On Capitol Hill, the Republican proposal not only sparked criticism from Democrats, but also faces pushback from their own party.

"It's just very frustrating to me because it's people who go home and say we're fiscally conservative, (and) are now in a bidding contest with the Democrats to see how much money they can spend," Republican Senator Rand Paul was quoted as saying by Politico.

"I think if Mitch can get half the conference, that'd be quite an accomplishment," Republican Senator Lindsey Graham told reporters, referring to McConnell, the Senate majority leader.

McConnell acknowledged intra-party division on Tuesday, calling it "a complicated problem."

"We've done the best we can to develop a consensus among the broadest number of Republican senators -- and that's just the starting point," he said.

The Democrat-controlled House passed the 3-trillion-dollar relief package in May, but didn't gain approval from the Republican-held Senate. Democratic leaders have blamed the Republicans for "months-long disarray and delay."

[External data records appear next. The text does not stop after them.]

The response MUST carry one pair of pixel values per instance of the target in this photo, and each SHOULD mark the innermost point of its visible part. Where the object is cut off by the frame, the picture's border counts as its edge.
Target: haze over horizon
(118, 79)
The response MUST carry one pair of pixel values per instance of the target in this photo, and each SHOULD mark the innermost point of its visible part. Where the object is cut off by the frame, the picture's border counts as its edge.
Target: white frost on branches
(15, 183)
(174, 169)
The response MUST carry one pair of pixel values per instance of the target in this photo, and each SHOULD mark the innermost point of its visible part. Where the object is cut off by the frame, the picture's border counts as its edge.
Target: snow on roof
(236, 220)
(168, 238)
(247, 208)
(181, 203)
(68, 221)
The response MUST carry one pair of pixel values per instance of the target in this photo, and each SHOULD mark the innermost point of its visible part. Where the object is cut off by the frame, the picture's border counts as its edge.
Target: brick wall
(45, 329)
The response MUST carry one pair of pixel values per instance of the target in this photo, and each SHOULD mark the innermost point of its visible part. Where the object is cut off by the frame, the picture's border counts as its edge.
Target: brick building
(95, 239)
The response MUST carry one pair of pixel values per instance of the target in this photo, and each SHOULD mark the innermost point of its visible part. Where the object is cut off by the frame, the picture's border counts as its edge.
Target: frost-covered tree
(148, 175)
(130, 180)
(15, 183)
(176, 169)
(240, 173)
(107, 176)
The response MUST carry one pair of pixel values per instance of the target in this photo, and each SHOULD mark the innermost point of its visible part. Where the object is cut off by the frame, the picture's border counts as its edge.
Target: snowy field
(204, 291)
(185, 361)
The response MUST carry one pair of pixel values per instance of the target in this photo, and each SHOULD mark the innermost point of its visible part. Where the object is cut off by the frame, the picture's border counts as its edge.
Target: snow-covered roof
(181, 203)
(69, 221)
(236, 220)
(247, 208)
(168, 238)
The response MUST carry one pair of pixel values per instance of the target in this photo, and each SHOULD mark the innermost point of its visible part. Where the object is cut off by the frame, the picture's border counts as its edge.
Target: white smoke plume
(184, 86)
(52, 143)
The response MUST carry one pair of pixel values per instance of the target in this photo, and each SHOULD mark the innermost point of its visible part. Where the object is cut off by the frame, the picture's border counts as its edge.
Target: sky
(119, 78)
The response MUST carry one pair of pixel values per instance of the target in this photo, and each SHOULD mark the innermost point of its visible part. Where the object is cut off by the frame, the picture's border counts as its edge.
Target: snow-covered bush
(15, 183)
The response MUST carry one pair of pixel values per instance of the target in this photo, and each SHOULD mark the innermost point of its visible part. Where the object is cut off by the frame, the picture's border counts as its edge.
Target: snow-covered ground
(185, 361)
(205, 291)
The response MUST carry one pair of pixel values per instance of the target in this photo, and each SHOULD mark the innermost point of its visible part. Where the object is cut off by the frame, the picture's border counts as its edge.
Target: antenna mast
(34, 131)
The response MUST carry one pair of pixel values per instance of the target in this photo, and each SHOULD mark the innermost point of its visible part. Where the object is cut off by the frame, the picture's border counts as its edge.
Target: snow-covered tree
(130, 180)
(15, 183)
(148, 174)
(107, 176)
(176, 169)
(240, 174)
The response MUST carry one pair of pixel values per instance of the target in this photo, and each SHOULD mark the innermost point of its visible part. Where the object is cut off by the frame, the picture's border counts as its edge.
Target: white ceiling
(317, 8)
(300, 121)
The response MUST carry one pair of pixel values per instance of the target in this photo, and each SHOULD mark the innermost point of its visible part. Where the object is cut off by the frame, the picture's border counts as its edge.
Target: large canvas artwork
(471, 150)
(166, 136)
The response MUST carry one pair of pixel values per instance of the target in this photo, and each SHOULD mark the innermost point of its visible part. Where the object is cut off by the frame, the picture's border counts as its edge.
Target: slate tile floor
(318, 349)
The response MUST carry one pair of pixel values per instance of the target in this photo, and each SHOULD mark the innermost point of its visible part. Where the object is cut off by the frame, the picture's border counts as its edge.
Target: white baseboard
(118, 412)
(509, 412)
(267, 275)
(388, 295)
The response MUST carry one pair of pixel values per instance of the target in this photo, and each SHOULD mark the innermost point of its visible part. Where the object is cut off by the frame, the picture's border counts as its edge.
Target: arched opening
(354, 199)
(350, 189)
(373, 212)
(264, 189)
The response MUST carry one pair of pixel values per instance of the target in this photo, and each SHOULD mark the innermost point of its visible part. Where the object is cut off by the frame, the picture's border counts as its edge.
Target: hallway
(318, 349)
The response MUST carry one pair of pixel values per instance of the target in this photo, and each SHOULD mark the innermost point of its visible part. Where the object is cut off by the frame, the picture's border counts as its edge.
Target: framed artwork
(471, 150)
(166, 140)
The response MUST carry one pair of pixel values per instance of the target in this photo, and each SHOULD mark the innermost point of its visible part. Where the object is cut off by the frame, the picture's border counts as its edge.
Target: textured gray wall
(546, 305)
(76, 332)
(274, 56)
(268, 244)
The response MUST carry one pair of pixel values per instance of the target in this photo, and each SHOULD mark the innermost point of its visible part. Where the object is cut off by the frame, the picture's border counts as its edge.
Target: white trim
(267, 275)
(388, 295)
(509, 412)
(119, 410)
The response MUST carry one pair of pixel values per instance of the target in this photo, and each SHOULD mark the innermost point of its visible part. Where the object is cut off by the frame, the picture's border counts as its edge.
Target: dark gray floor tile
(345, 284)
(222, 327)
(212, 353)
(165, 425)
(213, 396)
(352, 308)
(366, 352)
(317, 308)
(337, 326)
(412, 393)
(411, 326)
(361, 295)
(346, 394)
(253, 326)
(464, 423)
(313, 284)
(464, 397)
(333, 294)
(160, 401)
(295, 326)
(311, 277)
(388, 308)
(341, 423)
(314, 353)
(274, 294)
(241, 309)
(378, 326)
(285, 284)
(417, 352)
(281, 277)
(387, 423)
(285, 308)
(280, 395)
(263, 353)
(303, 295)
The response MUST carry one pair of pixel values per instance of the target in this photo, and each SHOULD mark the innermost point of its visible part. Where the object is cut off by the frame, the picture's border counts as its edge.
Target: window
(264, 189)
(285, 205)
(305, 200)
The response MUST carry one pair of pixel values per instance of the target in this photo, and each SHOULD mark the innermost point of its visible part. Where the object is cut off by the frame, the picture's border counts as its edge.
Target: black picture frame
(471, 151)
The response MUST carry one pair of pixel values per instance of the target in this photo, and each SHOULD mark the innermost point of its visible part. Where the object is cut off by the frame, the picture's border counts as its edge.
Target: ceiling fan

"Republicans dithered for 3 months while Democrats pleaded for action on COVID," Schumer said. "And now that Republicans finally have a proposal, it's corporate focused, doesn't meet the needs of the American people, and half of their own caucus probably won't support it anyway."

McConnell, meanwhile, said Republicans have created "a serious framework," and the question is whether Democrats will come to the table "in good faith."

Posen told Xinhua he remains "confident" that some relief bill will be agreed before Congress goes on August recess.

"I expect it will be in the $2 trillion size range, it will include some extension of unemployment and some aid to state and local governments. And it will do some good," Posen said.